Since the U.S. presidential election, there’s been a lot of talk about how certain groups of voters—from the “liberal elite” on the coasts to folks in the rural heartland to the tech establishment in Silicon Valley to the media that covered the election to anyone who gets their news solely from Facebook—are living in a bubble.
But isn’t it true that everyone’s always lived in a bubble? That’s the reason why we travel—to get outside the bubbles we were born and raised in or currently inhabit, see how other people live and think, and broaden our worldview. Whatever your political leanings, I think this election reinforced how important it is to experience new places (especially within our own country), connect with people who aren’t like us, listen to different perspectives, and find common ground. As Mark Twain put it, “Travel is fatal to prejudice.”
With America’s role on the international stage unclear, though, some people are wondering how they will be treated when they go abroad now. As someone who has traveled in a number of risky countries at times when U.S. government policies were not in favor, I’m here to tell you that, in my experience, as long as you don’t behave like an “ugly American,” people don’t judge you based on your government. That’s because they don’t want you to judge them based on their government.
I can also tell you that, in countries that depend on tourist dollars and don’t see lots of U.S. travelers, people are particularly nice to Americans because, simply put, the American visitors who do travel there spend more money and tip better than other tourists.
When I went to Istanbul during the build-up to the Iraq War—a period when people were worried about anti-American sentiment and experts were advising not to fly on U.S. airlines or stay in Western hotels—everyone I met, from waiters to carpet merchants, told me that while they might disagree with U.S. policies, they love American travelers since they are more interested in learning about Turkish culture than other tourists who go straight to the seaside on cheap package holidays.
Later, during the Iraq War, I found myself in Kurdistan in southeastern Turkey and, again, nobody I met equated me with the foreign policy of the nation I live in. I was treated as a fellow human being first.
The same happened when I traveled in Egypt, Jordan, Lebanon, and Syria. In fact, I’ve found people in the Middle East to be among the most welcoming and friendly people I’ve met anywhere in the world. As Aldous Huxley said, “To travel is to discover that everyone is wrong about other countries.”

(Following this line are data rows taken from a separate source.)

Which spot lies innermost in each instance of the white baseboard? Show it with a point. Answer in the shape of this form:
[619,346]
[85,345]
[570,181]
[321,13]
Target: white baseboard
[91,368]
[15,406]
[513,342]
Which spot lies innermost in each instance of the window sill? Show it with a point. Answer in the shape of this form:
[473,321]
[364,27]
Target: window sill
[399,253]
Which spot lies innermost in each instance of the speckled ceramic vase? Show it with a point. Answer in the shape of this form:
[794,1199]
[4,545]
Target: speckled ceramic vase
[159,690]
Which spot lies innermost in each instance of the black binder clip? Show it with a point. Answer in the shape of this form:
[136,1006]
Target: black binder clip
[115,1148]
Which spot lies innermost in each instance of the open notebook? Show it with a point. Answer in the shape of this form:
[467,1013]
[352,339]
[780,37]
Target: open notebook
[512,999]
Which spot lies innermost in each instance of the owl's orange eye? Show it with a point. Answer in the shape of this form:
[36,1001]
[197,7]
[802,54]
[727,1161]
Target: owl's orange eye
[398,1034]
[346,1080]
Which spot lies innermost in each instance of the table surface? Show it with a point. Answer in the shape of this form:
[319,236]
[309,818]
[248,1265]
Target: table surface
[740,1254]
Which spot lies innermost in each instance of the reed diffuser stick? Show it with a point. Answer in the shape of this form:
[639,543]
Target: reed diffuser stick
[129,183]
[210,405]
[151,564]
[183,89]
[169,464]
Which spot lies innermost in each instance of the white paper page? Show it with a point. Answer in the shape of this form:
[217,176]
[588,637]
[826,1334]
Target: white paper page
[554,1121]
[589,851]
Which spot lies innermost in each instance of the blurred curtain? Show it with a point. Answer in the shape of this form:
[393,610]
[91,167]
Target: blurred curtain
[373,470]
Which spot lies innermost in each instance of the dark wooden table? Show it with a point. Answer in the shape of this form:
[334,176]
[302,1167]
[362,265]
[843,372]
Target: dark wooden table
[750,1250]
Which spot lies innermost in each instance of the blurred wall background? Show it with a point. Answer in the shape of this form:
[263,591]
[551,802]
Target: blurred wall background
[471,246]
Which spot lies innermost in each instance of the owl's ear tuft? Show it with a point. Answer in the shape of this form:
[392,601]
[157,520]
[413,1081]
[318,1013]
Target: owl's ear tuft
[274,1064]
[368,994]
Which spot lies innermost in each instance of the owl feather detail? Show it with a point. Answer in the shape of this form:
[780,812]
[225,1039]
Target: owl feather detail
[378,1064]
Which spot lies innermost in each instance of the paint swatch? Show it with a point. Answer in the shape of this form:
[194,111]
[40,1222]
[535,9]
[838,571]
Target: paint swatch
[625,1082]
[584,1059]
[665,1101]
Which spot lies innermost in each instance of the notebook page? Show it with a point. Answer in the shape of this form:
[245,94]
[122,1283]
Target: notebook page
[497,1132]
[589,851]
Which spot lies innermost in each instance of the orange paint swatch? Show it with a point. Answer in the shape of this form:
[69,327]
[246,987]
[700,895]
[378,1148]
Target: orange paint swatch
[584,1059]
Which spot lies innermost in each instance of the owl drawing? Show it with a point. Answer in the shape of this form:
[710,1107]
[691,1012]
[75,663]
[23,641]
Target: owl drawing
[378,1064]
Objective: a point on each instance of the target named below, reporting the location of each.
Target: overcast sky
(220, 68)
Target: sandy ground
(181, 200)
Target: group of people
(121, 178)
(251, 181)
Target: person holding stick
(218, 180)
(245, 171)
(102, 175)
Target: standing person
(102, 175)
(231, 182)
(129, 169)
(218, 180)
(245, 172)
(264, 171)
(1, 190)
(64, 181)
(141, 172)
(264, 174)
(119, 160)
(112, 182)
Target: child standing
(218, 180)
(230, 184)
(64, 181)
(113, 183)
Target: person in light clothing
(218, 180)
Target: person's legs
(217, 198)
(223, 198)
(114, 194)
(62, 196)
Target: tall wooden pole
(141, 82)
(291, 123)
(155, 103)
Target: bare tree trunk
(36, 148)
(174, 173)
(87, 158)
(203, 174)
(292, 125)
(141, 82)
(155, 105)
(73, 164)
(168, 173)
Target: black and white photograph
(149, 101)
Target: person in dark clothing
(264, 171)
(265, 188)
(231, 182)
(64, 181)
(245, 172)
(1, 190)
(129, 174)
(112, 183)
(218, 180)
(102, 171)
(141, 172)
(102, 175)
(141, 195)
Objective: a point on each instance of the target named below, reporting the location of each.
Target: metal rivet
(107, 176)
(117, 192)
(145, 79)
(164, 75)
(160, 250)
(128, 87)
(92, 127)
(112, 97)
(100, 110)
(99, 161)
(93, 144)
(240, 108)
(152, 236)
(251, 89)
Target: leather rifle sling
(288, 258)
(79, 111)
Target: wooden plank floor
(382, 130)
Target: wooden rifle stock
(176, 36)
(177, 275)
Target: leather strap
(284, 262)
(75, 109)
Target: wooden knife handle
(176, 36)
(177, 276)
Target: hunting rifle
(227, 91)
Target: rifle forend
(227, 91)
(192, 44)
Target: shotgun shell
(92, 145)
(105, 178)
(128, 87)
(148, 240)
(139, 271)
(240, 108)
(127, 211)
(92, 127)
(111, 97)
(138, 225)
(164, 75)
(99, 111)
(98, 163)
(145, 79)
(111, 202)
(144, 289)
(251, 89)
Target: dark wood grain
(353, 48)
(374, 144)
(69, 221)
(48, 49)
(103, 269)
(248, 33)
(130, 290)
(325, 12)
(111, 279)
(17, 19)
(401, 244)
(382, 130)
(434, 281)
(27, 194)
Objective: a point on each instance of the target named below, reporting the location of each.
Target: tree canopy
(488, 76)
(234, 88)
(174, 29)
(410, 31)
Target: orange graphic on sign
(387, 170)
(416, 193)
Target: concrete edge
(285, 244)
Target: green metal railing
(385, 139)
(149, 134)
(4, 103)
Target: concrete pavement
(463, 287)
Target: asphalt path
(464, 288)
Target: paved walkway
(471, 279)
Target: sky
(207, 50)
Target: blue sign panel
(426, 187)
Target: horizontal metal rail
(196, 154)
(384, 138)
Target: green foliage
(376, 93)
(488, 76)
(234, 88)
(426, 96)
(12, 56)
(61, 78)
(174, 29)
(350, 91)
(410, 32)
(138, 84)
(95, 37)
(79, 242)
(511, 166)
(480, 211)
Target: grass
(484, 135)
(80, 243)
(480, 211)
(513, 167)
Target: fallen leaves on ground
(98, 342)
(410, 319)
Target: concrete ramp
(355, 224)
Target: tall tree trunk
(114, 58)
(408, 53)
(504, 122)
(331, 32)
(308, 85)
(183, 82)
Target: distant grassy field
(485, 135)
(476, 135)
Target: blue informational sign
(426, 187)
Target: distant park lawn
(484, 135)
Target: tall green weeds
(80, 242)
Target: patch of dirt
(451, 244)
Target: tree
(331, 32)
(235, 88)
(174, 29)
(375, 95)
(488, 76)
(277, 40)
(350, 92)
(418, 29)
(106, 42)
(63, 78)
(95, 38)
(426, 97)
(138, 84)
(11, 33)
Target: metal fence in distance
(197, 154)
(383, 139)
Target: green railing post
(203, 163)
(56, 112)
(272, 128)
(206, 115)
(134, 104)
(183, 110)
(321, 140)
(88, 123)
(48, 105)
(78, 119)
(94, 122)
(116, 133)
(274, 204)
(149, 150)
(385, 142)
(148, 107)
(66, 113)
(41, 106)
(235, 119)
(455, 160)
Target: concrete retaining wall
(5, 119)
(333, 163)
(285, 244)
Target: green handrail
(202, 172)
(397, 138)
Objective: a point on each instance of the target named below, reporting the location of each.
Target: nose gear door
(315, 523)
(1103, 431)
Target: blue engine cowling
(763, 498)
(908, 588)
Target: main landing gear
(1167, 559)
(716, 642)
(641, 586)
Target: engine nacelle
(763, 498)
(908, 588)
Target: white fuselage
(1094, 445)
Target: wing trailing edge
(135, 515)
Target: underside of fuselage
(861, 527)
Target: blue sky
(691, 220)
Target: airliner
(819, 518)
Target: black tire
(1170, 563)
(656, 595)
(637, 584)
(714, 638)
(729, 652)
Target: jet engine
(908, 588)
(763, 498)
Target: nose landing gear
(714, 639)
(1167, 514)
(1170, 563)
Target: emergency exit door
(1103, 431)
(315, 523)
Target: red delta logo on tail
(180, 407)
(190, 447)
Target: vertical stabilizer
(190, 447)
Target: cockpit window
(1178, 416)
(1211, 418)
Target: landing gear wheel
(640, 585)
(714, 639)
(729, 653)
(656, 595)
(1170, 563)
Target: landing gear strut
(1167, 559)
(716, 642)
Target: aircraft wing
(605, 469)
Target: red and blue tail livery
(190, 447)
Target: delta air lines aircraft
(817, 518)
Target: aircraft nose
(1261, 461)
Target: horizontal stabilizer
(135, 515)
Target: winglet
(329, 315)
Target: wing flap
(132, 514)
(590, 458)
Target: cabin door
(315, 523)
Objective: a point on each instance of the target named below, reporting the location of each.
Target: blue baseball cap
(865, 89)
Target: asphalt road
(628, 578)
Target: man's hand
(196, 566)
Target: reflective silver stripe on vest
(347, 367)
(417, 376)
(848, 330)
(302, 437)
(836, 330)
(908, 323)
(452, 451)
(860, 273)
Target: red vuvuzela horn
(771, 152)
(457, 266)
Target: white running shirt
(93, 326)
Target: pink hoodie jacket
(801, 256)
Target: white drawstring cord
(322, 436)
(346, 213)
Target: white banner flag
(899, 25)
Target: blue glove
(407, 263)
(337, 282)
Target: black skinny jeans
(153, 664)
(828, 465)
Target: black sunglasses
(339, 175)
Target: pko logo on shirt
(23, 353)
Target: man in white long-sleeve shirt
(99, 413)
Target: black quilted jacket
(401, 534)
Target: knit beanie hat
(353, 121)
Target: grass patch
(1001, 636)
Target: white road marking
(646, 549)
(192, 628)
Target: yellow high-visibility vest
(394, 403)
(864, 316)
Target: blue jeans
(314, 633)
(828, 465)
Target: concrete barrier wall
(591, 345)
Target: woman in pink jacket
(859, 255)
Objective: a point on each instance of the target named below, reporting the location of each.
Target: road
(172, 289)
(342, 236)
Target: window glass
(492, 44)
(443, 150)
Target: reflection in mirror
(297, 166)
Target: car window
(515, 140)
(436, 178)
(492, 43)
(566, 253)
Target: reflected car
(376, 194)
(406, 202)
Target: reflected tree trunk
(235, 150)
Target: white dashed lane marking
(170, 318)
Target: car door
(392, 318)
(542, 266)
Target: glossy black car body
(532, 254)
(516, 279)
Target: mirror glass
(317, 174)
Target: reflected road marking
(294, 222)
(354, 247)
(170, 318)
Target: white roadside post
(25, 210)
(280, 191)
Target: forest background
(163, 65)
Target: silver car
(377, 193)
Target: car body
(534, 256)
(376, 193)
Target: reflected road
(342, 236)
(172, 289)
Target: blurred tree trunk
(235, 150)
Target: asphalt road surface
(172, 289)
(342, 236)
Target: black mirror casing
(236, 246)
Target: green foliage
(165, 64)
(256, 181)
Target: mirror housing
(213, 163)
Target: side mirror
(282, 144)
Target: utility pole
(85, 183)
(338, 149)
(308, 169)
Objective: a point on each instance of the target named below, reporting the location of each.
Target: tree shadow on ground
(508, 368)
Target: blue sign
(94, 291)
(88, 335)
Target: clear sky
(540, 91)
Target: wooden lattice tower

It’s a good thing I saw the sites of Syria when I did; today it’s off-limits, as a result of a brutal and tragic war. Lord only knows what the ancient city of Palmyra looks like now. I’m always telling people: Go while you can.
That’s why I’m taking the family to Sri Lanka this winter. Yesterday I asked my husband, Tim, if he’s having any second thoughts about that. “I was in Nicaragua during a war when Reagan was in power,” he replied. “After that, anything’s easy.”
People overseas are already wondering how they will be treated if they travel to the United States in this new era. We’re already seeing foreign governments issuing warnings to their U.S.-bound citizens to exercise greater vigilance. Will State Department travel warnings for outbound travelers change? It will be interesting to see.